Era de pouco tamanho. Nascera no vão entre o tronco robusto do Ipê e o muro da casa. Era dada à observação, ainda que pouco havia para observar naquele ínfimo latifúndio. Ocorria de, nas manhãs felizes, ver cruzar os galhos do Ipê os raios de sol e um ou outro passarinho. Em dias de chuva recebia da copa da árvore pingos engrandecidos com os quais lutava para manter-se em pé.
Não era vista e pouco via.
Do outro lado do muro – do mundo, como pensava a flor – um menino passava em dias de aula, detinha-se em dias de folga. O muro era alto demais para que pudesse olhar por sobre, mas podia ver invadir a calçada alguns dos galhos do Ipê. No muro, o menino observava uma pichação, imaginando-a grafite, e passava os dedos sobre uns sulcos que o muro continha e que, talvez um dia o derrubasse, mas que por ora, eram apenas riscos na armação de concreto. Sentar à pouca sombra do Ipê que ele não via por completo e morder matinho era hábito desde que veio para o bairro.
Não era visto e pouco via.
O que o muro escondia da flor e do menino, e eles não podiam perceber, era a possibilidade do encontro, o simples contemplar, quiçá a admiração.

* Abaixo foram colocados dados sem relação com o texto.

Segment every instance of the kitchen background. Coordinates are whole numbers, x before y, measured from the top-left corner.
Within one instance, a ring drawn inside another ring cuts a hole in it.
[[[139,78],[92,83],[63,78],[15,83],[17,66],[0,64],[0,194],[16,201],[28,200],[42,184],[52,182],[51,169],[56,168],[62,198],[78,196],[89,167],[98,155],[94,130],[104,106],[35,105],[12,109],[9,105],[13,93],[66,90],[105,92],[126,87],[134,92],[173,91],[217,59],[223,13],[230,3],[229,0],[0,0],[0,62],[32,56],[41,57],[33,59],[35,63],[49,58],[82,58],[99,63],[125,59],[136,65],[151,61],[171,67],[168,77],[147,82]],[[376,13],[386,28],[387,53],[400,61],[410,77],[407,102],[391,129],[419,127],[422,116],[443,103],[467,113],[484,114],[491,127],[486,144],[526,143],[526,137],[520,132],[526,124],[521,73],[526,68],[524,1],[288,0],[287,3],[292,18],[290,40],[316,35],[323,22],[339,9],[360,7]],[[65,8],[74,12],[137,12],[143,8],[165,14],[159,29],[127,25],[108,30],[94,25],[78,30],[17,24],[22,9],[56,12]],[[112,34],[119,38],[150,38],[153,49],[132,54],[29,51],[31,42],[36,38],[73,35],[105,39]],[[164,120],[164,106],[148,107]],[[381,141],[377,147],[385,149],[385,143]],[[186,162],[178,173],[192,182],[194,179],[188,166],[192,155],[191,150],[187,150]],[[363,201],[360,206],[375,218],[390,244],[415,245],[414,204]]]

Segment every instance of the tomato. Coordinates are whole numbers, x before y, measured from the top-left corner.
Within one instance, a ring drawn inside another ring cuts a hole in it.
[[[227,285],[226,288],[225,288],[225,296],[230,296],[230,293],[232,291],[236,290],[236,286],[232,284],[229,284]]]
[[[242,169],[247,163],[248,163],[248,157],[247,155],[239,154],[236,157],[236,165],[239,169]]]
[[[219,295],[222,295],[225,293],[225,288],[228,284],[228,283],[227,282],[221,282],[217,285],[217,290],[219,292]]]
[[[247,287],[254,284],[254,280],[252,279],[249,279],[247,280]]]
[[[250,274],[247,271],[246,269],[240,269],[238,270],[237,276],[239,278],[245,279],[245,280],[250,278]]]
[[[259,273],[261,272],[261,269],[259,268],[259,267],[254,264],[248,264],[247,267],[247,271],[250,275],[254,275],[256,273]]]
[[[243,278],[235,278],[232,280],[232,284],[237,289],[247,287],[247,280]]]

Nem flor, nem menino tinham capacidade de transpor a matéria e enxergar além do que viam.
Há um muro cobrindo-nos a vista, impedindo-nos de ver flores e meninos. É um muro alto e poderoso que nos impele contra si com força. Há um jardim com Ipê, flores e borboletas diante de nós, mas estamos concentrados no muro. Há uma rua a nos oferecer caminhos, mas estamos concentrados no muro.
Não somos vistos e pouco vemos.
Vamos mordendo matinho, acreditando estarmos à sombra agradável do Ipê, quando o que nos cobre é a sombra fria do muro, que fora construído com a força do trabalho, que custou dinheiro e tem seu valor. É assim que estamos vivendo: com os olhos no muro, quando há tanto a vislumbrar. Mas o tempo e a vida passam velozes demais e não conseguimos dedicar-nos à contemplação de uma flor pequena com suas pétalas perfeitas, de uma manhã de sol, de uma tarde de chuva, de um menino crescendo.
Esse texto foi lido com reclusos do Presídio Regional de Joinville, num projeto que envolve a Coordenação de Ensino e promoção social, liderado pela professora Tamara e a Academia Joinvilense de Letras. Estive com a professora Taíza Mara Rauen Moraes e a jornalista, escritora e amiga Maria Cristina Dias. A roda de conversa após a leitura foi rica, com interpretações profundas e muita troca. Ao lado, um presente bordado por um dos reclusos.